Read the opposing arguments from Optimist Prime and Bleacher Fan.

When considering a quarterback to build an NFL franchise around a lot of names come to mind. Names like Tom Brady, Peyton Manning, and Drew Brees, for example. But today I propose a more subtle and often underrated candidate – Mark Sanchez.

While Sanchez may not seem like the obvious choice, he is no doubt one of the most talented quarterbacks in the NFL. He has quietly turned around a less than stellar New York Jets franchise and has shown flashes of brilliance along the way. He has handled the pressures of playing in the New York market under constant media scrutiny with relative ease. Sanchez rises to the occasion in big game situations, and in all likelihood still hasn’t peaked in terms of his maximum ability. What more could a franchise ask for?

People often forget that Mark Sanchez is young.
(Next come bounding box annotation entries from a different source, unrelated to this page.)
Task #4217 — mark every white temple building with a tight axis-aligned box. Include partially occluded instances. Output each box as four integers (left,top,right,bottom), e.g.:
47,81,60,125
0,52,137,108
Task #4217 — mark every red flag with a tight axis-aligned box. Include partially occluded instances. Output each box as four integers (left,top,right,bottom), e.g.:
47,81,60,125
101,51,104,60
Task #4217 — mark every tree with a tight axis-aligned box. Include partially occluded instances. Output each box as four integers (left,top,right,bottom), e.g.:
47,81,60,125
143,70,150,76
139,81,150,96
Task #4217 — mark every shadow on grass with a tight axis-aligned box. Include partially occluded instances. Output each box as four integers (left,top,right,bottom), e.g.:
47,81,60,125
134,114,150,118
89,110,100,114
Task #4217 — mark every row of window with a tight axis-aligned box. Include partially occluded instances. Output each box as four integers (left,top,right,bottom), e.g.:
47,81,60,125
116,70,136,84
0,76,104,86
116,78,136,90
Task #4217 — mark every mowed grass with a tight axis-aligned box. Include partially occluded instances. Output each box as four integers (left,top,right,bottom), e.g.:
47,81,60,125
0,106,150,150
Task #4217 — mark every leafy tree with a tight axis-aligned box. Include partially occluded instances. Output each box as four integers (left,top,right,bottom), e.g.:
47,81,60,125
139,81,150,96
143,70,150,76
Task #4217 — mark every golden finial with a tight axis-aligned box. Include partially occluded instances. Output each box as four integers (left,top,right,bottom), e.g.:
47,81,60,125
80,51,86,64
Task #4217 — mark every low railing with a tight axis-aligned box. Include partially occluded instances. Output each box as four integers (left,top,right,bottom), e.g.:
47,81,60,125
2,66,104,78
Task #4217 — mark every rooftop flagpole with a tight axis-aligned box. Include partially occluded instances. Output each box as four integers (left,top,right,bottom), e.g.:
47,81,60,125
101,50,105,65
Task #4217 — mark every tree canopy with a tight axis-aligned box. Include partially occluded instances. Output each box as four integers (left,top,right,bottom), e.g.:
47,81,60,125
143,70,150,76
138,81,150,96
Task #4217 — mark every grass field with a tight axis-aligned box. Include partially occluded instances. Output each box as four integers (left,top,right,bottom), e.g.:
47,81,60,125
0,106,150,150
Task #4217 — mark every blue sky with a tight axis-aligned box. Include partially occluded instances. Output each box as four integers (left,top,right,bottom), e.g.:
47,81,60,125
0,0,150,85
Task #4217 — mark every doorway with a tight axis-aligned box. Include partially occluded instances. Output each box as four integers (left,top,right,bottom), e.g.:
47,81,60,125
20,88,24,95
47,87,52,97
He is currently wrapping up his sophomore season as a professional but has already accomplished some incredible things. In 2007 – two years before Sanchez’s arrival – the Jets were a 4-12 team. They had virtually nowhere to go but up. The next season the team thought it had lucked into an answer for its quarterback issues in landing Brett Favre, but Favre’s brief tenure in the Big Apple was a band-aid for the Jets problems at best. Under Favre the Jets improved to a 9-7 record, but any progress the team experienced was offset by the transition to a new head coach, and then rookie quarterback in Sanchez in 2009.

Sanchez certainly had big shoes to fill in coming in after #4, but he did so in incredible fashion. In his first year as a pro Mark Sanchez led the Jets to another regular season 9-7 record, and then a deep playoff run that took them within one game of the Super Bowl – and that was as a rookie.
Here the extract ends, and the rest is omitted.